Finch Robot Dance

This Finch Robot project exemplifies the seamless integration of software and hardware. It involves creating a program that takes user-provided hexadecimal inputs, converts these through various numerical systems, and uses the results to control the Finch robot's movements and LED colors. The project showcases essential programming skills such as user interaction, data validation, numerical conversions, and robotic control, providing a foundational understanding of how software can be harnessed to command hardware effectively.

The Finch robot is an interactive robot designed to inspire and teach students about the principles of robotics and programming. It features a variety of sensors, lights, and wheels, enabling it to perform diverse tasks and movements. The Finch robot is user-friendly and supports multiple programming languages, making it an ideal educational tool for learners of all ages to experiment with and understand robotics, computational thinking, and problem-solving skills.

These user-defined functions were created to fulfill the project requirements while emphasising code reusability:

- main(): The main() function orchestrates the entire process, ensuring the program flow is maintained and each method is called in sequence to achieve the desired outcome. Starting only when the user is ready, prompting the user for their hexadecimal number, generating the numerical data and then controlling the Finch robot.

- promptReady(): This method prompts the user to enter 'start' to begin the program or 'exit' to quit. It serves as an initial and restart checkpoint to determine whether the user wants to proceed or terminate the program.

- promptInput(): This method asks the user to enter a hexadecimal number. It captures user input, ensuring the program receives the necessary data to process and convert.

- checkSize(): This method checks if the entered hexadecimal number is of size 2. Ensures the input meets the required length, which is crucial for accurate processing and conversion.

- checkBoundary(): This method checks if the hexadecimal digits are within the valid range (0-9, A-F). Validates the input, ensuring it falls within the allowable hexadecimal range to prevent errors during conversion.

- generateBinary(): This method converts the hexadecimal input into its binary representation. Converts hexadecimal to binary, which is a crucial step in the sequence of conversions to reach the final results.

- hexValue(): This method converts a single hexadecimal character into its decimal value.

- powerOf(): This method computes 2 raised to the power of the given integer. Used in binary to decimal conversion, making it essential for accurate calculation of decimal values.

- intToBinary(): This method converts a decimal value to its binary string representation. Integral part of the conversion process, ensuring each user digit is accurately represented in binary form.

binaryToDenary(): This method provides the decimal value of the binary string, which is used in further calculations. This denary value is used when calculating the intensity of LED colours of the Finch Robot.

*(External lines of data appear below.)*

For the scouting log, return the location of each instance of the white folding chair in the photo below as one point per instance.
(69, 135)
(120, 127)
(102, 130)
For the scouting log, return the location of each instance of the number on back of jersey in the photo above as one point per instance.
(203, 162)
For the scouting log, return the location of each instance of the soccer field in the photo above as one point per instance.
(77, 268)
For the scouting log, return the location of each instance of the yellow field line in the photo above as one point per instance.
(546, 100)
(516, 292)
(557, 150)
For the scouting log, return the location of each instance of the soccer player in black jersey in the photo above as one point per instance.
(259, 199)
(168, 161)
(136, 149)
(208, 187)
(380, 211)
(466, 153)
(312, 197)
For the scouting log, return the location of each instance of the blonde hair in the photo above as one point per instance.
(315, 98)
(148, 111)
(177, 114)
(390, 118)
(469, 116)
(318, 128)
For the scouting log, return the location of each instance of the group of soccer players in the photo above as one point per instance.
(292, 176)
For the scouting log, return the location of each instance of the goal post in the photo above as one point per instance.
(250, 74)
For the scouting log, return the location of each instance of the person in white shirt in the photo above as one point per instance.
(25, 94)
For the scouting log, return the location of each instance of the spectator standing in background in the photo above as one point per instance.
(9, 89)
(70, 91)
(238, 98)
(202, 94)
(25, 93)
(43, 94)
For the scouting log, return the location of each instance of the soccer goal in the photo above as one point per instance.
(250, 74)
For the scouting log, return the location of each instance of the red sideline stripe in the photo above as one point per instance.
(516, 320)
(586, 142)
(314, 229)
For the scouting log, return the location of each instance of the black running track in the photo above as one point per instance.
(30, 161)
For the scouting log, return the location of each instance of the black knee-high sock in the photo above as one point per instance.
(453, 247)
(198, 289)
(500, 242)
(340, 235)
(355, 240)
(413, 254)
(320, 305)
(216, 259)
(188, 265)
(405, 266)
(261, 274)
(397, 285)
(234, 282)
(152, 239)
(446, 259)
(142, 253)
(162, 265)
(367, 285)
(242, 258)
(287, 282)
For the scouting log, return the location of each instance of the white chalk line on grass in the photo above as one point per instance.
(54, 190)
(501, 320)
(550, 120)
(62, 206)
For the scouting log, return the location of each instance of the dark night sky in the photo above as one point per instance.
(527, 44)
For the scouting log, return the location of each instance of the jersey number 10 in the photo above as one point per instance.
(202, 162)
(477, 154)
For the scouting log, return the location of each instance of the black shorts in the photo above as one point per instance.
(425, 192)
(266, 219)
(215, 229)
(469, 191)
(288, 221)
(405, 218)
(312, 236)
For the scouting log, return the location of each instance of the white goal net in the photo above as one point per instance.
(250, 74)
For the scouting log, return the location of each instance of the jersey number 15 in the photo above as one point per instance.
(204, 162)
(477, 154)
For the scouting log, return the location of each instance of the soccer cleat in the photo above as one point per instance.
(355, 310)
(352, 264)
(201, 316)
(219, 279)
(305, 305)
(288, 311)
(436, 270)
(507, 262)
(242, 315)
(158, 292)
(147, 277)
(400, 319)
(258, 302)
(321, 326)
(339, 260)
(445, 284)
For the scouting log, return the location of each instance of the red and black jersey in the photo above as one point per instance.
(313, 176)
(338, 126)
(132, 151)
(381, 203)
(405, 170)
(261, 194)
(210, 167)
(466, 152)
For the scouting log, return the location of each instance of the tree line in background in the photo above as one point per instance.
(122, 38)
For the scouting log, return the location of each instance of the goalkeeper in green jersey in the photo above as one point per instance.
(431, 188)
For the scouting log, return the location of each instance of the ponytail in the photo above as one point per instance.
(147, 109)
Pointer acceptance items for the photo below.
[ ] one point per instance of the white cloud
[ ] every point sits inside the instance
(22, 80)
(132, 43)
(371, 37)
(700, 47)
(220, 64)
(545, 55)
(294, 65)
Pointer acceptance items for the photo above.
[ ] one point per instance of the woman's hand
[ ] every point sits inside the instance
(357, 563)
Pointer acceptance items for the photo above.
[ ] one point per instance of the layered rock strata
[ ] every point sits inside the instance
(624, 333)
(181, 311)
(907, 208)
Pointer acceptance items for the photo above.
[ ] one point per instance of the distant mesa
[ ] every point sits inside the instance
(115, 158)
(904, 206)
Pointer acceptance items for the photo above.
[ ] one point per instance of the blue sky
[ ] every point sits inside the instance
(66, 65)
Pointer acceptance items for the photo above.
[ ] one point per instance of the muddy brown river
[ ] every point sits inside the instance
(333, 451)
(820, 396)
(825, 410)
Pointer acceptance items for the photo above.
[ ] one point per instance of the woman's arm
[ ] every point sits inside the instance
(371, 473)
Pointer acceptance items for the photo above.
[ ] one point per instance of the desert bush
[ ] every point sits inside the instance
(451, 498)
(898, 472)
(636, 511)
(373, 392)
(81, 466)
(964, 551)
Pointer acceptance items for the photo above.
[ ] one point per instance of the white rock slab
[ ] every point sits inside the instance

denaryToOctal(): This method transforms the decimal value into octal, continuing the sequence of required conversions. This octal value is used to determine the speed of the Finch Robot.

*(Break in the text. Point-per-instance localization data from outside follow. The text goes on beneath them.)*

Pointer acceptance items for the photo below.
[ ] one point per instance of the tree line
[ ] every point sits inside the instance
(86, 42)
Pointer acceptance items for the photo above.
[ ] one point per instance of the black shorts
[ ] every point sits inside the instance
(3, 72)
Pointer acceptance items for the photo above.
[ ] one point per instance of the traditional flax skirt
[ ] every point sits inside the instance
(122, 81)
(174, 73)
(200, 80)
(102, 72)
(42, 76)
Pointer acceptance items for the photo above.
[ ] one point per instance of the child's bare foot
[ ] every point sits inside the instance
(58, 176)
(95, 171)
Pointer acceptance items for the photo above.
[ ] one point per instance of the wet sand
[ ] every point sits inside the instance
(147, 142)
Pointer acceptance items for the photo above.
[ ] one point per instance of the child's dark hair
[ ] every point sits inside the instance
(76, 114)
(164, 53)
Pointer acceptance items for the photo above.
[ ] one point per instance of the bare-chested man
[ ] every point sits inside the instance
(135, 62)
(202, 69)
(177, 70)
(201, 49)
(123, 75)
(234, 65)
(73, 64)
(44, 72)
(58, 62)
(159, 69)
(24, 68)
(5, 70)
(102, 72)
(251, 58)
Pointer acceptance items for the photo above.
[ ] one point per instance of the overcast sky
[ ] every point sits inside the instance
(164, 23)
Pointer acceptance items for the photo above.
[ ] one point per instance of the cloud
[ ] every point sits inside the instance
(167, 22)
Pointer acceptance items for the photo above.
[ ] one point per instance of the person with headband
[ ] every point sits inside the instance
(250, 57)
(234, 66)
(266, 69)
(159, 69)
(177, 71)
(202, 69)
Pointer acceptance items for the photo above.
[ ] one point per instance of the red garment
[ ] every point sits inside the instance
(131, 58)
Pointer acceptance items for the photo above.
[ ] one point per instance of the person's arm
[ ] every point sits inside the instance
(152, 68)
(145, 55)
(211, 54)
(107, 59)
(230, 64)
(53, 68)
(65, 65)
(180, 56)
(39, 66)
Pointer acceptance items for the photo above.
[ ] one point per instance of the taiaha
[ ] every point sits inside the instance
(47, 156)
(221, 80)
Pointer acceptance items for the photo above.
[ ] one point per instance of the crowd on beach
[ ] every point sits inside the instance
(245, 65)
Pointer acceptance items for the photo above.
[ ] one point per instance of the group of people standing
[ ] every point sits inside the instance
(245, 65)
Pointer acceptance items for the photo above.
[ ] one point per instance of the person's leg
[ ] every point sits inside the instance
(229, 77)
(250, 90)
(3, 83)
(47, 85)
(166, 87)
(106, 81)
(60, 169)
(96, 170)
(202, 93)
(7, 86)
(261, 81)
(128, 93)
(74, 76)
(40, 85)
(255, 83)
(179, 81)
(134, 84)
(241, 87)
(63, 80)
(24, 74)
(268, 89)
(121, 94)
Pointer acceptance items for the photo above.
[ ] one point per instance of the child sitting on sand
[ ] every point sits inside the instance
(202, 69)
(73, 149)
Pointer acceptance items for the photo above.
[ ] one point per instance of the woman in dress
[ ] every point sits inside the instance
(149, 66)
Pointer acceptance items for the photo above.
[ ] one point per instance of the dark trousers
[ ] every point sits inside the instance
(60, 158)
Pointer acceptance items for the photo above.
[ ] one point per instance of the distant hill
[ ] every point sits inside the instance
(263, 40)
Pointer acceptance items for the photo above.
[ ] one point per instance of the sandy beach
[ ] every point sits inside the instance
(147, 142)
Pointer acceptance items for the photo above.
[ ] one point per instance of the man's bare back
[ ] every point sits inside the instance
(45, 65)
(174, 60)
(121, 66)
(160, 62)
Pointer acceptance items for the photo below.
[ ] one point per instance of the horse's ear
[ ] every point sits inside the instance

- calculateSpeed(): This method calculates the speed for the Finch robot based on the octal value. Determines an appropriate speed value within specified limits for the robot's movement.

- generateRed(): This method generates the red component of the LED colour based on the decimal value. Sets the red colour intensity for the Finch robot's LED, contributing to visual feedback.

- generateGreen(): This method generates the green component of the LED colour based on the decimal value. Sets the green colour intensity for the Finch robot's LED, contributing to visual feedback.

- generateBlue(): This method generates the blue component of the LED colour by averaging the red and green values. Completes the RGB colour settings for the Finch robot's LED, contributing to visual feedback.

- moveFinch(): Executes the main actions of the Finch robot, setting the LED colour and moving forward or backward based on the binary input. This method brings all the computations to life by interacting with the physical robot.

In conclusion, this Finch robot project elegantly demonstrates the interplay between software and hardware, showcasing how user input and numerical conversions can be effectively utilised to control a robot’s movements and LED colours. By integrating various methods to handle inputs, process data, and execute commands, this project encapsulates the fundamental principles of robotics and programming. This basic version ensures all necessary functionalities are operational, providing a robust foundation for further enhancements.